Hassan Rouhani
Hassan RouhaniReuters

Iran’s outgoing president, Hassan Rouhani, acknowledged on Sunday that his nation at times “did not tell part of the truth” to its people during his eight-year tenure.

“What we told people was not contrary to reality, but we did not tell part of the truth to people,” Rouhani said at his last Cabinet meeting as president, according to The Associated Press. “Because I did not find it useful and I was afraid it would harm national unity.”

Rouhani did not elaborate on what he meant by his remarks. However, during his tenure, Iran’s paramilitary Revolutionary Guard mistakenly shot down a commercial airliner and killed 176 people onboard in January 2020, which the government refused for days to acknowledge until Western nations went public with their suspicions.

The outgoing president insisted he and his officials did their best.

“If we have a defect, we apologize to the people and ask them for forgiveness and mercy,” Rouhani said, according to AP.

He pointed to the country’s 2015 nuclear deal with world powers, which saw Iran agree to limit its enrichment of uranium in exchange for the lifting of economic sanctions. However, that deal now sits in tatters after then-President Donald Trump withdrew from it in May 2018.

Rouhani blamed many of Iran’s current problems on Trump’s decision, adding that while Iran had plans to upgrade its armed forces after the expiration of a UN arms embargo in October 2020, it couldn’t due to its financial woes.

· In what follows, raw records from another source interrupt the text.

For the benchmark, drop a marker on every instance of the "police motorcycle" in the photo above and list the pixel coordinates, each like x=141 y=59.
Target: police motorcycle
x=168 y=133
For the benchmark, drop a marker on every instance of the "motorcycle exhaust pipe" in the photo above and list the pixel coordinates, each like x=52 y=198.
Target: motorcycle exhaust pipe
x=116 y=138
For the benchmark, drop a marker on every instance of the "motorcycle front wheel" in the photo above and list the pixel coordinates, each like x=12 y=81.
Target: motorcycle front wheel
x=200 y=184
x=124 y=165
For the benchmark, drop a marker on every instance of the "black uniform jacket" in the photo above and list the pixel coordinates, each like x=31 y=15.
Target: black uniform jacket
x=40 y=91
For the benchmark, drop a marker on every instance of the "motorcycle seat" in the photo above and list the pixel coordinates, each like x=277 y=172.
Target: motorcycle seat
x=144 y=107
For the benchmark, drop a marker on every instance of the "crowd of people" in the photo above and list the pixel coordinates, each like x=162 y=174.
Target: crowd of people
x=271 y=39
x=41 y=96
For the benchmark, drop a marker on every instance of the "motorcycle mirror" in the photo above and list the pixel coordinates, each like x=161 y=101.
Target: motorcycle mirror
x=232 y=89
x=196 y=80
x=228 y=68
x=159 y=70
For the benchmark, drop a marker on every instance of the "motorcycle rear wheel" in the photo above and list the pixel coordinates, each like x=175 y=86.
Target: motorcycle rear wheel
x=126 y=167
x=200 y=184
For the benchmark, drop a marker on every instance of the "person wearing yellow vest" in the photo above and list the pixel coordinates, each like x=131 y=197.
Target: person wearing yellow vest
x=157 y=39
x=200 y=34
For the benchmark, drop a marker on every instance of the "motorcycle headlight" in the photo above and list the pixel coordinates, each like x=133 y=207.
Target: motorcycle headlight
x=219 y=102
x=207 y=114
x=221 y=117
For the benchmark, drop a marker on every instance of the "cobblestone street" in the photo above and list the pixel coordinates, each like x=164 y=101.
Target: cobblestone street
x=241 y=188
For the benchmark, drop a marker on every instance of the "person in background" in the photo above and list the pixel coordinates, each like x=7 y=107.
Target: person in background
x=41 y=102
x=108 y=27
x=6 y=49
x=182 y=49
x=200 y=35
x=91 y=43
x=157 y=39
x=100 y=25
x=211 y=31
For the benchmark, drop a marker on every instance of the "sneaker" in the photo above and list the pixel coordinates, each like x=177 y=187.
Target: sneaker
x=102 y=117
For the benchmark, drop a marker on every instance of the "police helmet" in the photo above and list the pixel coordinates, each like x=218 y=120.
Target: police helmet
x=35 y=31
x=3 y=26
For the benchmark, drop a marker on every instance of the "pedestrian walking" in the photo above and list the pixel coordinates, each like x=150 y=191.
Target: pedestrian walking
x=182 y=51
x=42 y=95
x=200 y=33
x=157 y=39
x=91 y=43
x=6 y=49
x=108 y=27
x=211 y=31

“We did not have the money to buy due to sanctions and not selling oil, but the contract is completely ready,” he said.

Rouhani will be replaced on Thursday by President-elect Ebrahim Raisi, who was elected in a landslide in the recent Iranian presidential election, receiving 62% of the vote.

Rouhani, who was first elected in 2013 and reelected four years later, was ineligible to run for a third time as per Iranian law.

Despite being touted as a “moderate” reformist, Iran has set new records under Rouhani’s presidency in the number of executions, many for political or religious "crimes".

He has also done little in the way of freeing reformist political leaders who were jailed after protesting the 2009 election and in stopping the limitations on freedom of speech in Iran, despite having openly criticized it.